Il concetto simpatetico del diritto: Nella filosofia del diritto è stata elaborata la teoria simpatetica secondo la quale una norma vale se è interiorizzata dalla generalità dei consociati; perde invece di valore se percepita ingiusta dai più. Se un limite è percepito come ingiusto, non converrebbe verificarne meglio i criteri? Operare con divieti e sanzioni non è sempre risolutivo. Lo sanno bene gli urbanisti che nel progettare le strade, in molte zone urbane, restringono le correggiate per indurre ad un naturale rallentamento dei veicoli. Ci sono poi vicoli e stradine nei centri storici (pensiamo a Trastevere, piuttosto che ad alcuni borghi della Toscana e dell’Umbria) nei quali è fisicamente impossibile tenere una velocità superiore ai 10 KM/h: che senso ha imporre un limite con un cartello.

 

Il Comune fa cassa: L’argomento è infondato: l’introito deriva dalla violazione, chi rispetta il limite non paga nulla. Nulla di indebito, quindi. Con la stessa logica dovremmo contestare che il condannato paghi le spese processuali; che a seguito di una multa penale gli obbligati versino il corrispettivo alle casse dello Stato e così via.

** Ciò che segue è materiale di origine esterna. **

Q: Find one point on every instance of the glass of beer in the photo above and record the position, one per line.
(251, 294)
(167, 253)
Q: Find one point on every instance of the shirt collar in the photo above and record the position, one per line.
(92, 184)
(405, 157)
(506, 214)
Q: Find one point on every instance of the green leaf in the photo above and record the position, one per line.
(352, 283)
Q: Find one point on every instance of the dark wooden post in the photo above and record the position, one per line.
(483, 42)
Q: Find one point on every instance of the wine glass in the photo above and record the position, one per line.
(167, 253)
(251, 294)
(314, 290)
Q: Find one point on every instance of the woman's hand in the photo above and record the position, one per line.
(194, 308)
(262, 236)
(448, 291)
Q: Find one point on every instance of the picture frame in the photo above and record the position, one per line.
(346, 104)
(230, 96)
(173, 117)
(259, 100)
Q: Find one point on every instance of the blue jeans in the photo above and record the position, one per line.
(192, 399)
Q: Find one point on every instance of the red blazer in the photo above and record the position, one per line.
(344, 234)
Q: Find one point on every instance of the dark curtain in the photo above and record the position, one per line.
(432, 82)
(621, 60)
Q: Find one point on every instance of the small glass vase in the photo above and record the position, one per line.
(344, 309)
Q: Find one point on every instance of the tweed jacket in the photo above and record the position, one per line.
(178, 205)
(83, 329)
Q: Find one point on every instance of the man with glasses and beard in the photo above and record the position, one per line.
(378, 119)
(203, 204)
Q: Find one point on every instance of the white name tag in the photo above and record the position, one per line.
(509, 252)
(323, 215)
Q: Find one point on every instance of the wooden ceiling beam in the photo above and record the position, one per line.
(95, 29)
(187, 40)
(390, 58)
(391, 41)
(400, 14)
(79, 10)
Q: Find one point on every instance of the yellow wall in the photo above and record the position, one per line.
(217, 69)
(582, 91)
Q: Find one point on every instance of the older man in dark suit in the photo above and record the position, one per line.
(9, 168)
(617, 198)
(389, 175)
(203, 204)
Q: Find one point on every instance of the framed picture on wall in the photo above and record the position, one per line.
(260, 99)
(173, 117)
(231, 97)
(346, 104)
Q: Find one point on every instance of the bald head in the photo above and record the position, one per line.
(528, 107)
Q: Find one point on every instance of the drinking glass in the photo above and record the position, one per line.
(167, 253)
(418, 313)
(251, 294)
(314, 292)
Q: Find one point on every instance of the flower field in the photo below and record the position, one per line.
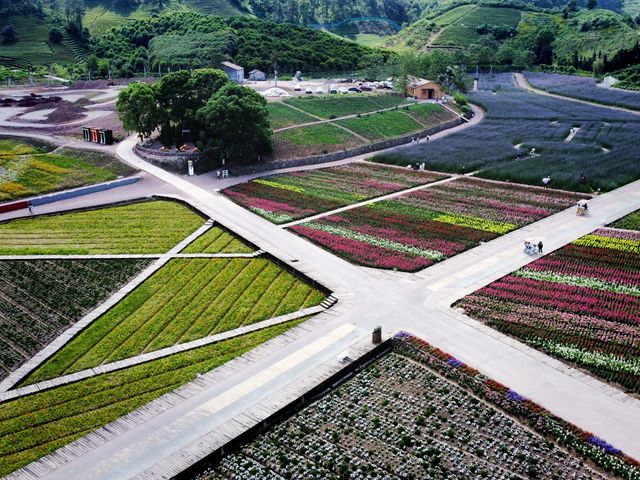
(185, 300)
(134, 228)
(41, 298)
(418, 412)
(580, 304)
(38, 424)
(283, 198)
(583, 88)
(415, 230)
(29, 169)
(629, 222)
(516, 121)
(339, 106)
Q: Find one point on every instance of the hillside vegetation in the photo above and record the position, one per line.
(191, 40)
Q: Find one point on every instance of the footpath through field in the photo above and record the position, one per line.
(254, 386)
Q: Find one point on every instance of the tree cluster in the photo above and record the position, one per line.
(177, 40)
(205, 107)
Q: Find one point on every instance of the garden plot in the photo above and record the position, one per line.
(580, 304)
(30, 169)
(583, 88)
(340, 106)
(283, 198)
(517, 121)
(136, 228)
(42, 298)
(281, 116)
(38, 424)
(628, 222)
(415, 230)
(186, 300)
(418, 412)
(312, 140)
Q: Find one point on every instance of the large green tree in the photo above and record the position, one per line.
(236, 121)
(138, 109)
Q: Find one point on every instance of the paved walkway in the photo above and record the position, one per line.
(247, 389)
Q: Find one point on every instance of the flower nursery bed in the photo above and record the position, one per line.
(580, 304)
(292, 196)
(185, 300)
(628, 222)
(415, 230)
(340, 106)
(417, 412)
(583, 88)
(140, 227)
(30, 169)
(41, 298)
(38, 424)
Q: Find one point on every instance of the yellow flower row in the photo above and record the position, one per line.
(476, 223)
(597, 241)
(279, 185)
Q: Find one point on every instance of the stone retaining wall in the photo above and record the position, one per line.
(335, 156)
(175, 161)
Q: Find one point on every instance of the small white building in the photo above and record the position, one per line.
(233, 71)
(257, 75)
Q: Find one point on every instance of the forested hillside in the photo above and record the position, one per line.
(191, 40)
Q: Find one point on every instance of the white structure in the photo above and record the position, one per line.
(257, 75)
(233, 71)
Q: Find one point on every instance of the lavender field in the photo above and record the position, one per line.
(516, 121)
(583, 88)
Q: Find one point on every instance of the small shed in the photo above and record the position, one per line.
(257, 75)
(422, 89)
(233, 71)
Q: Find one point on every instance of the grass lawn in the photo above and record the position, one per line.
(186, 300)
(282, 116)
(462, 31)
(142, 227)
(41, 298)
(379, 126)
(340, 106)
(33, 426)
(312, 140)
(218, 240)
(28, 170)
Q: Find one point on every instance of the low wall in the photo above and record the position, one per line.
(78, 192)
(335, 156)
(175, 161)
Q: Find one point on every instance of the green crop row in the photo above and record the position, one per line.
(144, 227)
(217, 240)
(185, 300)
(34, 426)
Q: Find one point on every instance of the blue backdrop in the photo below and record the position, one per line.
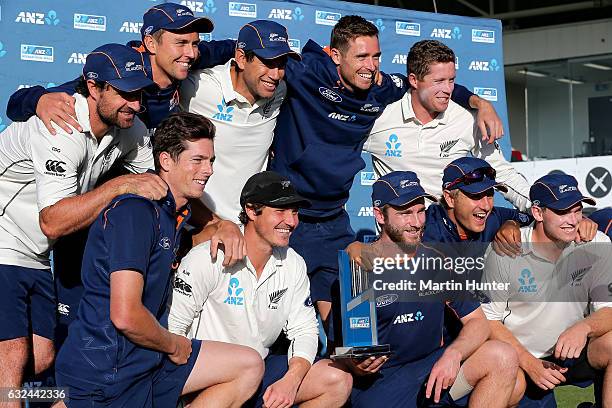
(45, 42)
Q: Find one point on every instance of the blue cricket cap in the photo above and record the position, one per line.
(267, 39)
(470, 175)
(173, 17)
(557, 191)
(119, 66)
(398, 188)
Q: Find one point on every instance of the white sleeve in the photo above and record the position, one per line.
(496, 270)
(139, 157)
(195, 279)
(518, 187)
(302, 327)
(56, 160)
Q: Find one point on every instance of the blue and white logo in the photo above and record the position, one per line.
(225, 112)
(341, 117)
(408, 28)
(359, 322)
(386, 300)
(295, 44)
(51, 18)
(242, 9)
(527, 282)
(77, 58)
(36, 53)
(487, 66)
(368, 178)
(234, 292)
(483, 36)
(89, 22)
(130, 27)
(209, 7)
(400, 59)
(490, 94)
(327, 17)
(297, 14)
(393, 146)
(365, 212)
(165, 243)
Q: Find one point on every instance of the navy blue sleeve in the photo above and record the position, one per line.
(22, 104)
(461, 95)
(214, 53)
(130, 230)
(507, 214)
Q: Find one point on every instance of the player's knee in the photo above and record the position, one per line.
(501, 356)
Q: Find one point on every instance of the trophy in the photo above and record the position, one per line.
(358, 309)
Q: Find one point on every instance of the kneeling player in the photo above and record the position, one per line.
(254, 301)
(469, 364)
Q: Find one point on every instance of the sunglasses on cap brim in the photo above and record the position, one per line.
(474, 176)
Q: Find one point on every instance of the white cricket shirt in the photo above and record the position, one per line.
(400, 142)
(38, 169)
(211, 302)
(243, 138)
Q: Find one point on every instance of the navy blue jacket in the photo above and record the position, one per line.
(159, 103)
(322, 127)
(132, 233)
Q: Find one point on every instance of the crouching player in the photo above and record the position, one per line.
(468, 365)
(555, 283)
(254, 301)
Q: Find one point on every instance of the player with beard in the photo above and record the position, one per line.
(260, 298)
(469, 365)
(46, 184)
(170, 47)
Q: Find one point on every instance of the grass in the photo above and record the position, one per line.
(569, 396)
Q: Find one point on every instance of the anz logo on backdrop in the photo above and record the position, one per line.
(41, 53)
(242, 9)
(408, 28)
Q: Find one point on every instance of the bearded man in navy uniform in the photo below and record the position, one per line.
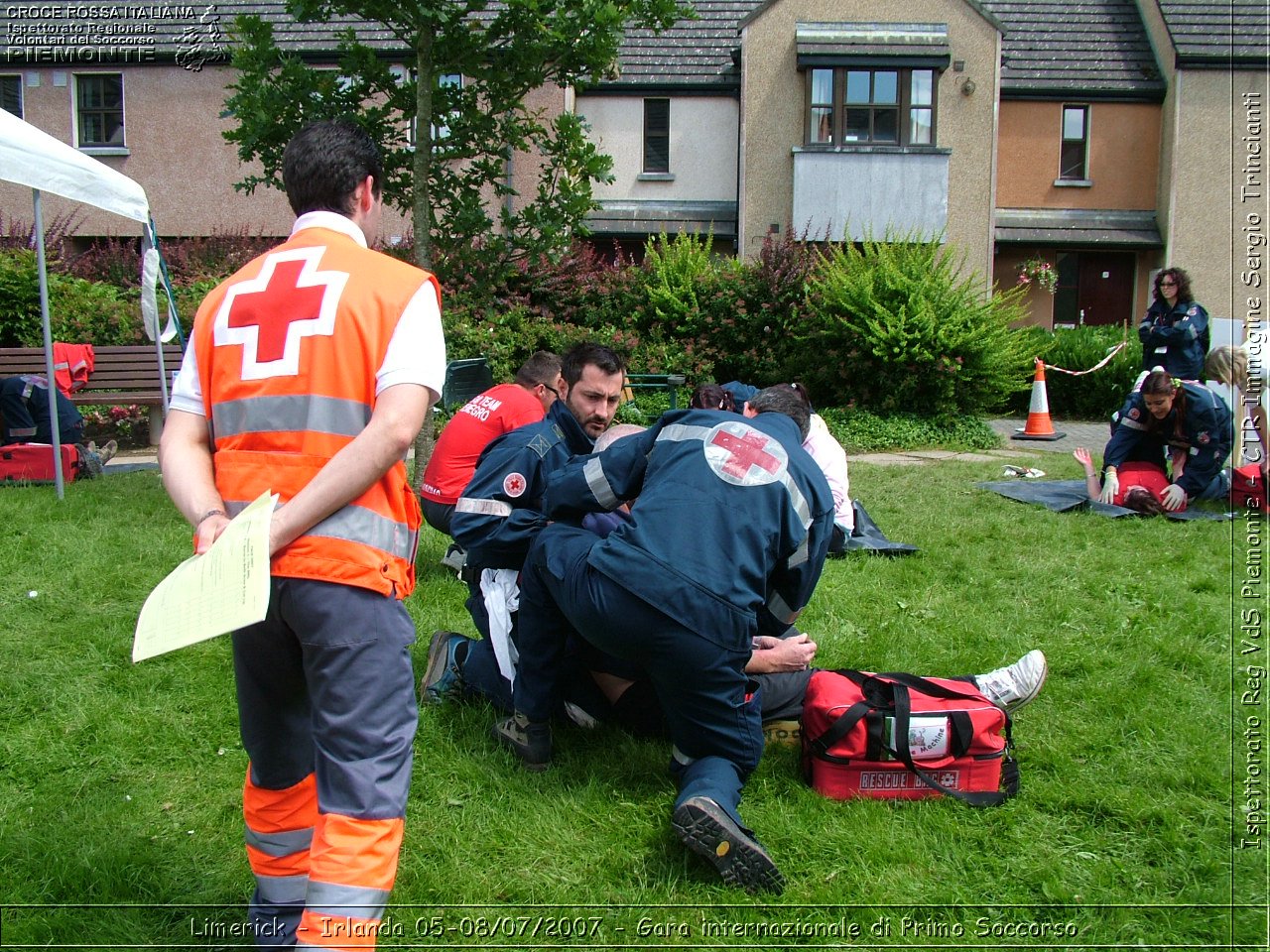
(726, 540)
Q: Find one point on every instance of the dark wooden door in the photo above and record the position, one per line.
(1105, 287)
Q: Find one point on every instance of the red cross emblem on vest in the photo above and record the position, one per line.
(743, 454)
(270, 313)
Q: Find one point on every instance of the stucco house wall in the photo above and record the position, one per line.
(774, 105)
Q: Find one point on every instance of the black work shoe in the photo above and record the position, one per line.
(706, 829)
(444, 678)
(530, 740)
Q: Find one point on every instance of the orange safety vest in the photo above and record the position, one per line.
(287, 353)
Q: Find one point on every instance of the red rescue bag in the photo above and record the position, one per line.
(33, 462)
(1247, 489)
(898, 737)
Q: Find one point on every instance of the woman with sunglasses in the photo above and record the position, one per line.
(1174, 331)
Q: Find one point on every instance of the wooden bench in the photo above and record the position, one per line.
(122, 376)
(668, 382)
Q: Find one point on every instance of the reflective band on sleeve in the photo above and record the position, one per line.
(356, 901)
(781, 611)
(290, 414)
(282, 890)
(677, 431)
(282, 843)
(599, 485)
(483, 507)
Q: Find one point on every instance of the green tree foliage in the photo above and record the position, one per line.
(898, 325)
(504, 51)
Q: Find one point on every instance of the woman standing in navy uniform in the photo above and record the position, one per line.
(1174, 331)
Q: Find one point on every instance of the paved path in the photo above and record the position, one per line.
(1076, 434)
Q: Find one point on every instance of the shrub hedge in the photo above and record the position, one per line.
(887, 326)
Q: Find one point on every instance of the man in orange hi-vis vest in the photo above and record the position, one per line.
(309, 373)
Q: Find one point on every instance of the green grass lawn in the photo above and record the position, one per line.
(119, 784)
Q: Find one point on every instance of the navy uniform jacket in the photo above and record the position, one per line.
(1206, 433)
(24, 411)
(500, 511)
(1183, 330)
(730, 527)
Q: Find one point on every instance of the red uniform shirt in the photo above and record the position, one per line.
(1146, 475)
(477, 424)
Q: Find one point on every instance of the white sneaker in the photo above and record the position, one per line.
(1015, 685)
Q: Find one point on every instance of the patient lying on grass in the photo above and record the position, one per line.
(1141, 488)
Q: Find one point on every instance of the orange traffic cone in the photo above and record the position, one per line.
(1039, 425)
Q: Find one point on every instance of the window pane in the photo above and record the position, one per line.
(822, 123)
(857, 86)
(922, 86)
(822, 86)
(885, 125)
(1074, 122)
(10, 94)
(857, 126)
(920, 127)
(1071, 163)
(885, 86)
(657, 135)
(114, 128)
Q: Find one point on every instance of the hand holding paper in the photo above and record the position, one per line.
(214, 593)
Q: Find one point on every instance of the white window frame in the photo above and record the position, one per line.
(99, 148)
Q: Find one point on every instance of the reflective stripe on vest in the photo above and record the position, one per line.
(290, 414)
(354, 524)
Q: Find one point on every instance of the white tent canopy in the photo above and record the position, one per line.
(32, 158)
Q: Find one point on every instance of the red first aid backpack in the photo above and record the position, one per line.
(898, 737)
(33, 462)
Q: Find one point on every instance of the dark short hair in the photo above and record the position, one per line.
(1183, 280)
(543, 367)
(324, 164)
(581, 356)
(711, 397)
(1143, 500)
(783, 399)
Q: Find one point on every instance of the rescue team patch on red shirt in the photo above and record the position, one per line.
(515, 485)
(740, 454)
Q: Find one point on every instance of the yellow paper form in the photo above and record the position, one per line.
(223, 589)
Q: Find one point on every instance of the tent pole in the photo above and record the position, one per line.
(49, 347)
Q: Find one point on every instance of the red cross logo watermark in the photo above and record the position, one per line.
(270, 313)
(744, 456)
(515, 485)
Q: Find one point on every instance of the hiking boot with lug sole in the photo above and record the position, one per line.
(530, 740)
(706, 829)
(444, 678)
(1016, 684)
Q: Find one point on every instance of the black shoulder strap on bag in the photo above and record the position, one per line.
(838, 730)
(905, 756)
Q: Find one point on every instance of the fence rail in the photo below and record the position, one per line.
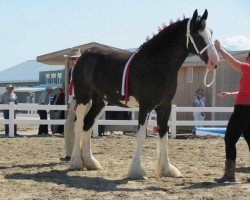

Tra l’altro gli introiti stradali vengono reinvestiti per il miglioramento della viabilità, il che conferisce alla sanzione un particolare valore sociale. Ma le contravvenzioni stradali, in termini di bilancio, per loro natura, sono sopravvenienze attive. Soldi che possono arrivare come no. E il Comune, responsabile della sicurezza e del benessere pubblico, dovrebbe auspicare di no. Per questo non dovrebbe essere consentito di coprire spese future nel bilancio preventivo con gli ipotetici introiti dalle sanzioni. Se nessuno commettesse più infrazioni le strade non sarebbero più manutenute? Non si spenderebbe più nulla per la segnaletica? Niente multe, niente spesa? Ecco che i cittadini sono portati a pensare male. Via la previsione degli introiti contravvenzionali dai bilanci di previsione degli Enti, allora. E chi potrebbe più sostenere che i Comuni sperano di fare cassa.